TAF revenue is dominated by HIV combination products that include TAF as the nucleotide reverse transcriptase inhibitor (NRTI backbone). HBV also uses TAF, but market volume and pricing intensity tend to be lower than the HIV franchise scale in most high-income markets.

Commercial implication: Most financial modeling should be built on the HIV combination revenue pool, then layered with HBV incremental demand and pricing volatility.

Net sales trajectory drivers

  1. Line of therapy and switches
    • Patients often switch from TDF to TAF for renal and bone tolerability. This is an established adoption mechanism rather than purely first-line uptake.
  2. Formulary access and rebates
    • TAF faces ongoing payor pressure as competitors and generics of related NRTIs gain coverage.
  3. Fixed-dose convenience
    • TAF is typically sold inside single-tablet regimens, which defend adherence and switching costs.

Financial trajectory risk factors

  • Price compression as net prices adjust for rebate programs and shifting formulary positioning.
  • Generic displacement for individual TAF products once exclusivity and patent estates clear in major jurisdictions.
  • Segment substitution: some patient populations remain stable on TDF, particularly where kidney function and bone disease are not pressing.

Which drugs and manufacturers monetize tenofovir alafenamide fumarate, and how do their market positions compare?

Short answer: TAF’s commercial impact is largely realized through branded regimens by Gilead Sciences (and related partners where applicable) that embed TAF as the active NRTI component, with product-level performance depending on lifecycle stage and patent/settlement events.

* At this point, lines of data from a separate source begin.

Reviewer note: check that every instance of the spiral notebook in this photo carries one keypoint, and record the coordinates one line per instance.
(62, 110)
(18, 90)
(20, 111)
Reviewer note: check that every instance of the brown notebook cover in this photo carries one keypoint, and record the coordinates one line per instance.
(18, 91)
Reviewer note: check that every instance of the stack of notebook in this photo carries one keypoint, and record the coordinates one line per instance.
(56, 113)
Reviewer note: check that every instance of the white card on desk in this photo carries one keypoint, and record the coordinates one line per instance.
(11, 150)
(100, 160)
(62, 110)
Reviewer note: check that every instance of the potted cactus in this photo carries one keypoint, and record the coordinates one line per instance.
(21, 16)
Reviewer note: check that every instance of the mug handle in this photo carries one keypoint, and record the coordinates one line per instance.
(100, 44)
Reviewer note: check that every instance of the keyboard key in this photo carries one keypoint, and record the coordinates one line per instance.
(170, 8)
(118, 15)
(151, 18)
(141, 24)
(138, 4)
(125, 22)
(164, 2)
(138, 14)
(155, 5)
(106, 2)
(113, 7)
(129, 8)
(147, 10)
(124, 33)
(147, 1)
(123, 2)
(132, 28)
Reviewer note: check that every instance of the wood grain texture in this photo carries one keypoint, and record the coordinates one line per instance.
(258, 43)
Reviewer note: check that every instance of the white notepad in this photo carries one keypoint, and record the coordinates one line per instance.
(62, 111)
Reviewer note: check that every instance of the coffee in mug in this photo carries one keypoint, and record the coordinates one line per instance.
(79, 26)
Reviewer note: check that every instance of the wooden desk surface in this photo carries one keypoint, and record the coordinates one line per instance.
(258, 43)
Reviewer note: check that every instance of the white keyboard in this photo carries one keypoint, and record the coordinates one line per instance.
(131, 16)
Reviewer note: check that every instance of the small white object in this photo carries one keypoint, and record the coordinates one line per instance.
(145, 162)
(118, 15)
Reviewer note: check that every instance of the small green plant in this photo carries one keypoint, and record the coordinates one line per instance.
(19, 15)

Key commercial brands containing tenofovir alafenamide

Commercial mapping (high-level):

  • HIV single-tablet regimens that contain TAF as the NRTI backbone.
  • HBV monotherapy or combination HBV regimens where TAF is used as the key antiviral agent.

Competitive set

  • TDF-based regimens: direct efficacy class competitor, lower acquisition cost.
  • Other NRTIs and alternative backbones: less direct price substitutes but affect clinician selection and retention.
  • Generic NRTIs across the class: indirectly pressure branded pricing even if TAF exclusivity remains intact.

How TAF differs from TDF in market dynamics

  • TAF has a tolerability-driven “switch” narrative. That typically protects share early, then declines as generics expand and payors re-benchmark costs.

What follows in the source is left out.